S2 Fig. Phylogenetic position of the †Pirskeniidae based on Bayesian analysis of 20 phylogenetically informative morphological characters using MrBayes.

(A) 50% majority rule consensus tree based on 180,000 sampled trees from 2 independent runs; matrix includes intra-family variation of characters 11 and 18 (see Table 2 for details). (B) 50% majority rule consensus tree based on 180,000 sampled trees from 2 independent runs; matrix excludes intra-family variation of characters 11 and 18. For both trees the first 10% of trees were discarded as burn-in, chain length 106 generations, 1 cold and 3 heated chains per run, sampling every 10th generation. Numbers at nodes are posterior probabilities; scale bar indicates number of expected character changes per character.
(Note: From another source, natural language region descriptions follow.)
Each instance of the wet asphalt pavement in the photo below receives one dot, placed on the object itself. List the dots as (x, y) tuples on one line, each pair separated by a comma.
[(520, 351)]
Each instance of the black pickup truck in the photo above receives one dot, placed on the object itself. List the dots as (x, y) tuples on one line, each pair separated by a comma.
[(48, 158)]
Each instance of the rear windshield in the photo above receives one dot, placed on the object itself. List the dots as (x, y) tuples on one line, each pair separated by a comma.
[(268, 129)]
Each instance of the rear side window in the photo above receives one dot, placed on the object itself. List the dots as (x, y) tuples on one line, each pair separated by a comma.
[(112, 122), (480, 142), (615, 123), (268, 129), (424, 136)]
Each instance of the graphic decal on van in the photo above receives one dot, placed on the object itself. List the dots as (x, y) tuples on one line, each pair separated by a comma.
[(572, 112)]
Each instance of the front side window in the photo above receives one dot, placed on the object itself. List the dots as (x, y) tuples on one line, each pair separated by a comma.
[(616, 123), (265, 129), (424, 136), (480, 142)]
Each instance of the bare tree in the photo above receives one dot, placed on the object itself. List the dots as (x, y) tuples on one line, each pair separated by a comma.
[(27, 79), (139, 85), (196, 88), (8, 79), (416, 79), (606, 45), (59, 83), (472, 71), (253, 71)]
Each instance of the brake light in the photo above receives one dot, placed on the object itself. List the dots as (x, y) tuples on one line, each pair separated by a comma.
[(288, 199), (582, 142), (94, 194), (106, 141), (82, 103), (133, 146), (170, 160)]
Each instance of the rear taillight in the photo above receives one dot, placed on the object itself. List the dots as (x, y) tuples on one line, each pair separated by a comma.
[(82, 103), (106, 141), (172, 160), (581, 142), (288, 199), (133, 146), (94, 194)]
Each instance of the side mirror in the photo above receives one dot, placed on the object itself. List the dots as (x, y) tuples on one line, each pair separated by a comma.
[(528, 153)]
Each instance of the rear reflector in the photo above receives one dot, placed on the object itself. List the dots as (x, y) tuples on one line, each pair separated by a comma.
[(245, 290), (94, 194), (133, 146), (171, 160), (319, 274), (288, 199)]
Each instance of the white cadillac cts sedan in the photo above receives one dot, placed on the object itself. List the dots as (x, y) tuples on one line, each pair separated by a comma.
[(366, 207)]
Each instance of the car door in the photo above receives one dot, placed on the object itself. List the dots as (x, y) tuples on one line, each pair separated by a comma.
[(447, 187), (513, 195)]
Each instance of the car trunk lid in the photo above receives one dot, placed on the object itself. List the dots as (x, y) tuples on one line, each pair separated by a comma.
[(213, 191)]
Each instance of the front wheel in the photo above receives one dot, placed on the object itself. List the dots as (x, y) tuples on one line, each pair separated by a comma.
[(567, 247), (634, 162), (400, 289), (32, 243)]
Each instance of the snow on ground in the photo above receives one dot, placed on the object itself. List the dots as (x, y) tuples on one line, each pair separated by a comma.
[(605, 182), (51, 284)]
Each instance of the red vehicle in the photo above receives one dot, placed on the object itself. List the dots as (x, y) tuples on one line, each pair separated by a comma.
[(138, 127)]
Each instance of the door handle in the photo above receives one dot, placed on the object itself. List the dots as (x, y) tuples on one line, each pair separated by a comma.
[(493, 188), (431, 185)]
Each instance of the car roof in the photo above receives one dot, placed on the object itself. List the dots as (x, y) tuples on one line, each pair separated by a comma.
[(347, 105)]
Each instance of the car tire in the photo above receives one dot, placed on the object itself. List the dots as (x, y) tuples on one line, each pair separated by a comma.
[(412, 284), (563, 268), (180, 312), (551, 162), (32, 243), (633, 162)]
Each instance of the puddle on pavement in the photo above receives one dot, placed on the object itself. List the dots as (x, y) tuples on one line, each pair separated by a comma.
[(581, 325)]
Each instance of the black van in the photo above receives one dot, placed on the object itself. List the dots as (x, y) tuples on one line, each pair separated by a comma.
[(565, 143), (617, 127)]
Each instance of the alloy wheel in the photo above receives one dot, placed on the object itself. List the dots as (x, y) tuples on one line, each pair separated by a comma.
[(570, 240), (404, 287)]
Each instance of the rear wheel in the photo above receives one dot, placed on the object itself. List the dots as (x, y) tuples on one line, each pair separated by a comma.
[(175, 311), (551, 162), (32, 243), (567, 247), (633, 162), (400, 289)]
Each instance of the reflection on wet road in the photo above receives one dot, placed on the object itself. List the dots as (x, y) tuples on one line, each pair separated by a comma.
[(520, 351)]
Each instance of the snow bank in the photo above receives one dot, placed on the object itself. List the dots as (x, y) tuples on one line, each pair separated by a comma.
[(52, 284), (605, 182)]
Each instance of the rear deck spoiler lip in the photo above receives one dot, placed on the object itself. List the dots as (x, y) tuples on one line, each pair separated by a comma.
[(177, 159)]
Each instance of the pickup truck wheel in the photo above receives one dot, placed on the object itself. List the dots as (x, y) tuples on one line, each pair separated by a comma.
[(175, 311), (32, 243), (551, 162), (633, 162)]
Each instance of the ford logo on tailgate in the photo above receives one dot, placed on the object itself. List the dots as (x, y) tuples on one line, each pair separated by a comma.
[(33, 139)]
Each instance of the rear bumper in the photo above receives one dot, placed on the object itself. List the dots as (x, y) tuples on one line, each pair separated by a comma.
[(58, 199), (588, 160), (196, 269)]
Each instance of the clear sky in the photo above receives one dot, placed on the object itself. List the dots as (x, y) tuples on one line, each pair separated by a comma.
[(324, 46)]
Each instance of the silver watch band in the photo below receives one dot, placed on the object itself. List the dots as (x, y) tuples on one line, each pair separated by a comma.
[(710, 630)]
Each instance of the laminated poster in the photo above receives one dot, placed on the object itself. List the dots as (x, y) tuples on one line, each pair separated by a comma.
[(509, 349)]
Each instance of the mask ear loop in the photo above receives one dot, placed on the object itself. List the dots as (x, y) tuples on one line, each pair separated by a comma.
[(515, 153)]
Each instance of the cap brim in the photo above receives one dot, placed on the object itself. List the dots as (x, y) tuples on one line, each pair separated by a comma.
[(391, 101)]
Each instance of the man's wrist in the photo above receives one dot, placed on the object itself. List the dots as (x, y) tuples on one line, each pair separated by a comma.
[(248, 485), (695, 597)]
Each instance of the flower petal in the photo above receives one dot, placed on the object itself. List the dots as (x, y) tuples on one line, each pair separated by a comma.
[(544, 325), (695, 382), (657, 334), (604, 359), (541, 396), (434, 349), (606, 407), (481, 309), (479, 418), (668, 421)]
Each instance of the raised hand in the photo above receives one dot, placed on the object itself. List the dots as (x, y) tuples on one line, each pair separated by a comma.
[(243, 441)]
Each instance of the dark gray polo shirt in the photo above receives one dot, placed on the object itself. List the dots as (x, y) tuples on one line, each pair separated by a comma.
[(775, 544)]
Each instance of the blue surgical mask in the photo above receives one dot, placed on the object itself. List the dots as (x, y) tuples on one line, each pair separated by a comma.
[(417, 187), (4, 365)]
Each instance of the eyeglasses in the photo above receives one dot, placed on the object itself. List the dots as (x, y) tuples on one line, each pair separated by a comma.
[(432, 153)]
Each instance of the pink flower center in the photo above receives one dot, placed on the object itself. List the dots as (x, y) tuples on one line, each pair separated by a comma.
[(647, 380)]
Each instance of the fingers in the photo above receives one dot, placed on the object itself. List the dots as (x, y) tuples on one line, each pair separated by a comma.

https://doi.org/10.1371/journal.pone.0237366.s002

(TIF)

S1 File. This is the Nexus file of the matrix used for the phylogenetic analyses shown in Fig 11A, S1A and S2A Figs.

https://doi.org/10.1371/journal.pone.0237366.s003

(NEX)

S2 File. This is the Nexus file of the matrix used for the phylogenetic analyses shown in Fig 11B, S1B and S2B Figs.

https://doi.org/10.1371/journal.pone.0237366.s004

(NEX)

Acknowledgments

We are grateful to Zlatko Kvaček (Charles University, Prague, Czech Republic) for providing the new specimens of †Pirskenius. We thank B. Ekrt (National Museum, Prague, Czech Republic) and M. Radoň (Museum of Teplice, Czech Republic) for access to the specimens in their care and for the opportunity to use the Keyence microscope at the Palaeontological Department of the National Museum in Prague. We also thank U. Schliewen and D. Neumann (both SNSB-ZSM, Munich, Germany) for providing access to specimens kept in the SNSB-ZSM collection, and B. Ruthensteiner (SNSB-ZSM) for technical support concerning visualization of micro-CT scans. We thank J. Vukić (Charles University, Prague, Czech Republic) and R. Šanda (National Museum, Prague, Czech Republic) for personally delivering the specimen of Gobius ignotus. We are indebted to H. Larson (Museum and Art Gallery of the Northern Territory, Darwin, Australia) and P. Chakrabarty (LSU Museum of Natural Science, Baton Rouge, Louisiana, USA) for providing information on the number of branchiostegal rays in Milyeringa. We thank the Vanuatu Environment Unit for granting access to Rhyacichthys (Permit Numbers ENV326/001/1/07/DK and ENV326/001/1/08/D). The Willi Hennig Society is acknowledged for making TNT available free of charge. We are grateful to D. Hoese (Australian Museum, Sydney, Australia) and an anonymous reviewer for their constructive reviews and valuable comments that greatly helped to improve our manuscript.